Another famous channel gateway, the third, is captured in the frame. True, it is not located in Moscow, but in Yakhroma. You can recognize him by the models of the ships-caravels of Christopher Columbus “Santa Maria”, made of red copper.

Also in the film there are scenes filmed in the river port, which is located near the passenger section of the station. The cargo port was built together with the passenger part of the complex. The author of the port was Vasily Petrov.

Of course, the main structure, which Aleksandrov shows the viewer from various angles, is the Northern River Station. This is a magnificent example of the Stalinist Empire style, graceful and airy, it is not surprising that the director shows it so many times – this building, renovated in 2020, and today attracts the eye like a magnet.

“There are a lot of Italian motives in the architecture of the station. Many people compare it to the Doge’s Palace in Venice. And the structure of the building itself resembled a steamer: the three tiers of the station symbolize decks, and the central tower with a high spire resembles a pipe. Moscow at that time was not yet a port of the five seas, but gradually received access to sea spaces. This idea was also reflected in the architecture of the building. Both wings of the station end with courtyards with semicircular colonnades.

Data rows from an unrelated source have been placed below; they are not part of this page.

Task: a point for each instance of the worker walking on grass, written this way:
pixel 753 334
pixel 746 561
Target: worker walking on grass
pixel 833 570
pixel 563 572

The right courtyard, facing the northern slope of the canal, is decorated with the North fountain, and the left courtyard, facing the south, is the South Seas fountain by Ivan Efimov, ”says Maria Kalish.

The structure is crowned with a five-pointed star, which was installed in 1937. There is a myth that this is a star from the Spasskaya Tower of the Moscow Kremlin, but this is not the case. The star was made specially for the river station, like the Kremlin ones, from gilded brass and gems.

According to the script, an amateur art show takes place in the building of the Northern River Station. The wide staircase of the building enters the frame – along it Byvalov drags Dunya to the public’s judgment. Further action takes place on the roof-terrace near the tower. Here the choir once again sings the famous song about the Volga, and Dunya finally gets a well-deserved prize.

EDITOR’S NOTE: This article is a translation. Apologies should the grammar and or sentence structure not be perfect.